Kim was dressed up as a "spa accident victim," covered with mint julep masque and outfitted with nothing but a white terry cloth spa body tube. When we made it down the faux adobe hallways up into the correct apartment, we found a collection of familiar people from my workplace, gathered around in small relaxed groups soberly sipping beers and vino. The music was some sort of late-70s disco compilation. A sizable fraction of my colleagues had brought their lovers, which constituted an unexpectedly attractive auxiliary. Kim and I chatted with a few people one on one about nothing in particular to break the ice. We were by far the most outlandishly outfitted and probably the most intoxicated of anyone there, so I had the creepy feeling that were were being overly-wild for this group (I mean, believe me, Kim and I know how to be crazy at a party). Beyond that, though, I could sense a trace of shock from my co-workers that I, who in the workplace had been the calm and unassuming programmer dork, was (along with my girlfriend) being the craziest thing at the party (not that we really were being especially crazy).

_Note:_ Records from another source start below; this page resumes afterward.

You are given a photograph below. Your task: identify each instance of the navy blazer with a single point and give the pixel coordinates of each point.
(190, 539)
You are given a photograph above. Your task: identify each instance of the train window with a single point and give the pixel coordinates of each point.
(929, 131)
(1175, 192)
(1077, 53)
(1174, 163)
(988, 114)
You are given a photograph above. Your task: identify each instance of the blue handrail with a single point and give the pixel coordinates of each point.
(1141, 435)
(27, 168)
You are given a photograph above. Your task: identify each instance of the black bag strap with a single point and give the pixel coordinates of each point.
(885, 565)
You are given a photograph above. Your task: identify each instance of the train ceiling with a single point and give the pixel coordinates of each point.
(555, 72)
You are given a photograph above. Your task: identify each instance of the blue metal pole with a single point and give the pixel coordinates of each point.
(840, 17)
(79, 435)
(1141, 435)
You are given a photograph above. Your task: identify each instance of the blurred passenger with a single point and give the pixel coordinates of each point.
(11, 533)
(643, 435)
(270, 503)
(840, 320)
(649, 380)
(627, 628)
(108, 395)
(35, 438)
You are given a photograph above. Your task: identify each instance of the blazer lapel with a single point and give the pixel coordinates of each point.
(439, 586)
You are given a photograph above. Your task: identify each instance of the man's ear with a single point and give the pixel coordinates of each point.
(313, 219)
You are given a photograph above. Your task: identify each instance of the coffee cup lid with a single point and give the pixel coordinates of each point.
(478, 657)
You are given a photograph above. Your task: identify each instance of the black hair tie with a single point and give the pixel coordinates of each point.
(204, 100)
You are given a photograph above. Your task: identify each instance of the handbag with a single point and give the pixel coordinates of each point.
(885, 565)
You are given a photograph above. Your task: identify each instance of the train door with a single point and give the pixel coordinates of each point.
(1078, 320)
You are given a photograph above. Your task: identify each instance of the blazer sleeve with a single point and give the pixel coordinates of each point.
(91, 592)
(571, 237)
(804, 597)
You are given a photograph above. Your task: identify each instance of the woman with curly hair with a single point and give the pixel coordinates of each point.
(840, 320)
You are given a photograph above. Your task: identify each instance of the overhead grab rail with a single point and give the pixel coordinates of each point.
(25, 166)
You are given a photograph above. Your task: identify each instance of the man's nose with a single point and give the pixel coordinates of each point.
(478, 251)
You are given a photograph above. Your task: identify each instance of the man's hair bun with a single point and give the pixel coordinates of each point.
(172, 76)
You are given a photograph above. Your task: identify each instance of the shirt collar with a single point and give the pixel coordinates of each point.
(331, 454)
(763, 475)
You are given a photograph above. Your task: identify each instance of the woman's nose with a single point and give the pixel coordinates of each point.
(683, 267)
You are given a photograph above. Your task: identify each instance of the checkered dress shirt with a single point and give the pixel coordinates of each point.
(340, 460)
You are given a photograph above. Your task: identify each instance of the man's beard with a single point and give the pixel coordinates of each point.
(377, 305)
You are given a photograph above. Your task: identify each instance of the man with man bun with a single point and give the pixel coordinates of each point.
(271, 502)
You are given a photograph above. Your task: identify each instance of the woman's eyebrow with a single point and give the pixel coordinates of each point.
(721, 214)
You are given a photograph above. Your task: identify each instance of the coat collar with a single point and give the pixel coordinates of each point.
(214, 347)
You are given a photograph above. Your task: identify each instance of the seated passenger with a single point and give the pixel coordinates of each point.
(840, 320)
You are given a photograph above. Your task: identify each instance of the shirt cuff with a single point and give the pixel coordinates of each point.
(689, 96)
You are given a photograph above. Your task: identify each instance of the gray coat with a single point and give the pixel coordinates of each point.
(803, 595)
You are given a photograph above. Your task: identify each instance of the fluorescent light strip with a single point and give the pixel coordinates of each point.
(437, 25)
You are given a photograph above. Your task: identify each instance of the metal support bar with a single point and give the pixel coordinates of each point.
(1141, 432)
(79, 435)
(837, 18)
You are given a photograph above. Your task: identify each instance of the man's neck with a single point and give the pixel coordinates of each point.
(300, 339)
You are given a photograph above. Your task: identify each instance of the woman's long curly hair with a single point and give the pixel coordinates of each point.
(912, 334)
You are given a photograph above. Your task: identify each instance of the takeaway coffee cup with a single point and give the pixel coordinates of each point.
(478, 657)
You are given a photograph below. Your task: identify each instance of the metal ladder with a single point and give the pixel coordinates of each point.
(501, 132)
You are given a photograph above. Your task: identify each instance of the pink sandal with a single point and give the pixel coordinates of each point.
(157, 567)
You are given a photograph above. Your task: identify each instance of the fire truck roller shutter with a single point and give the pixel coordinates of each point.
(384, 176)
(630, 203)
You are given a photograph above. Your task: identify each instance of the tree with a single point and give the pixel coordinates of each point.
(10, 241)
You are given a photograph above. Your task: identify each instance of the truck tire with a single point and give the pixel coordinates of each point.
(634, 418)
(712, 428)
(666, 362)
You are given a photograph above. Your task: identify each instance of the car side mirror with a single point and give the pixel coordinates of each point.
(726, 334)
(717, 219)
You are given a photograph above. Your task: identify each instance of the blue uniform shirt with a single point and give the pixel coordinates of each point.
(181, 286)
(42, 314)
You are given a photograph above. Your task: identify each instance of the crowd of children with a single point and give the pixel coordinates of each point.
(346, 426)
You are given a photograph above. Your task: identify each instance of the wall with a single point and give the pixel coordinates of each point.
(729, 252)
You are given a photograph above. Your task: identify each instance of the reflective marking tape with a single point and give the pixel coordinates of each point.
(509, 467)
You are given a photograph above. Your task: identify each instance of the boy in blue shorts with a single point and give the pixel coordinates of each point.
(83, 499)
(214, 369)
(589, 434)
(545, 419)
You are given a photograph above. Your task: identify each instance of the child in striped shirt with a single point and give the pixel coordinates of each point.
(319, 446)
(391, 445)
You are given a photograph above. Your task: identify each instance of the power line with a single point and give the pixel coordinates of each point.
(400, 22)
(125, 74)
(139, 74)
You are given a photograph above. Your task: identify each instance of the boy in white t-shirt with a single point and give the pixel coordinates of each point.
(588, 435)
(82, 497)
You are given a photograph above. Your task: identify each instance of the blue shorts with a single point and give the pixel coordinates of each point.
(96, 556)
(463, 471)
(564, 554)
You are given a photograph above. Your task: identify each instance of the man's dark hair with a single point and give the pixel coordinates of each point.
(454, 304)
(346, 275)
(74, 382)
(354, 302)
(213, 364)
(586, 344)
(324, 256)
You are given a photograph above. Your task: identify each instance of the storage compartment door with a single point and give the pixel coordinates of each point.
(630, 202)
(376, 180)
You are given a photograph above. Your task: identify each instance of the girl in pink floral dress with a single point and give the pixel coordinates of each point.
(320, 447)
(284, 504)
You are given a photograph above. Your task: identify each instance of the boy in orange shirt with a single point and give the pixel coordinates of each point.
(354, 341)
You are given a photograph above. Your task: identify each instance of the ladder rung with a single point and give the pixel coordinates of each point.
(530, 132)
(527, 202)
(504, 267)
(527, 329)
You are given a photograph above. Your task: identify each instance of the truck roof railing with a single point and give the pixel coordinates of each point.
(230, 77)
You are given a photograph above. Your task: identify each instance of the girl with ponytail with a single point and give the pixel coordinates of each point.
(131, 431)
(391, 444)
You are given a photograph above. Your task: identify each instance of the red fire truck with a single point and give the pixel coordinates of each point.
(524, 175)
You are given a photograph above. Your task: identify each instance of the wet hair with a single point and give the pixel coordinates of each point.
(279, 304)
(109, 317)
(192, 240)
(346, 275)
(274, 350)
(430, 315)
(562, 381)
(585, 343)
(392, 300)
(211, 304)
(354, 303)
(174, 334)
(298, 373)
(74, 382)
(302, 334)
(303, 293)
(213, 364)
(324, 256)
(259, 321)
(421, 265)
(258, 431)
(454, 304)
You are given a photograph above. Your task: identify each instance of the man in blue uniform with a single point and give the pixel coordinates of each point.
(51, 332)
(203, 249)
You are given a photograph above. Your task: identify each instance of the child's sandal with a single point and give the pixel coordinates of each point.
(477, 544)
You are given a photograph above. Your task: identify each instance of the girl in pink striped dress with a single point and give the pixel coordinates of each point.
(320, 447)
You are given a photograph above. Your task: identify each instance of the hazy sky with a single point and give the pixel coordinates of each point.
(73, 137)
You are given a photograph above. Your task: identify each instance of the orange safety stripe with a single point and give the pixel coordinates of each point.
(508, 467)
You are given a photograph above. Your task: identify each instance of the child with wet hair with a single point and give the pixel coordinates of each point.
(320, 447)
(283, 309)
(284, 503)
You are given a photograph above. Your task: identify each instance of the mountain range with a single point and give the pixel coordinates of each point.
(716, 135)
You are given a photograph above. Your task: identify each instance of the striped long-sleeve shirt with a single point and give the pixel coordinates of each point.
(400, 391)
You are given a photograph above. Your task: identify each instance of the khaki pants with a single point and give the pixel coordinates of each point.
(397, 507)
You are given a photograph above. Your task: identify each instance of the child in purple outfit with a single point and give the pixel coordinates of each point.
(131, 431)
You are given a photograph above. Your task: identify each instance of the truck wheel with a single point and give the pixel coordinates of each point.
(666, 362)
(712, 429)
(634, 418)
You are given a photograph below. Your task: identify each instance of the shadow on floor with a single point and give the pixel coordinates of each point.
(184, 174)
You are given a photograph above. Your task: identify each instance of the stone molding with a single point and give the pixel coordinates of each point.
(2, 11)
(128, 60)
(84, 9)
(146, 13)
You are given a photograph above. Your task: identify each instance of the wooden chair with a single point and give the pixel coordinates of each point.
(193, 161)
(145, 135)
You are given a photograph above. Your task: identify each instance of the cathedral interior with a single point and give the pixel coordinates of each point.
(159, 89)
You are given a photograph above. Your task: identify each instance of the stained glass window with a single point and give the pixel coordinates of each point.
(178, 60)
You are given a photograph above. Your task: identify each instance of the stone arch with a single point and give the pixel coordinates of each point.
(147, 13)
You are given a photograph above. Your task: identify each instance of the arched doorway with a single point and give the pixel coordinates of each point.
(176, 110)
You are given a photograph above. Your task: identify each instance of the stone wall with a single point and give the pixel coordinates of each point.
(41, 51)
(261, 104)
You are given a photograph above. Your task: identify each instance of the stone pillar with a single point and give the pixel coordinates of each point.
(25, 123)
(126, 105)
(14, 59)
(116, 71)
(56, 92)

When I tired of the diplomatic chit chat, I took Kim over to the table where Jay and Lydia were hanging out. Jay had heard me mention Kim's massage talents, and he jokingly began to refer to stiffness in his back. Without missing a beat, Kim started working on him right there on the bar stool. She did a thorough job too, even using her elbow at one point to get into those deep tissue layers where Qi can get into all manner of conflict with the yin-yang polarities (no, I don't know what I'm talking about). Then Kim bonded with Lydia (a somewhat intimidating Asian high-heel-wearing Information Systems specialist) with a discussion of their mutual love for sushi. I joked that Kim was so into sushi that she'd eat it for breakfast. Lydia said she wasn't quite that hard core. The socializing all went well; Kim was a perfect for interacting with these people and she drew me into conversations with people I'd only barely been acknowledging in the workplace.
I think Kim and I should at least find happiness in the fact that my colleagues are not all a bunch of dorks; dwelling on the fact that these people are not exactly Big Funsters or Ann Arbor party people will get us nowhere.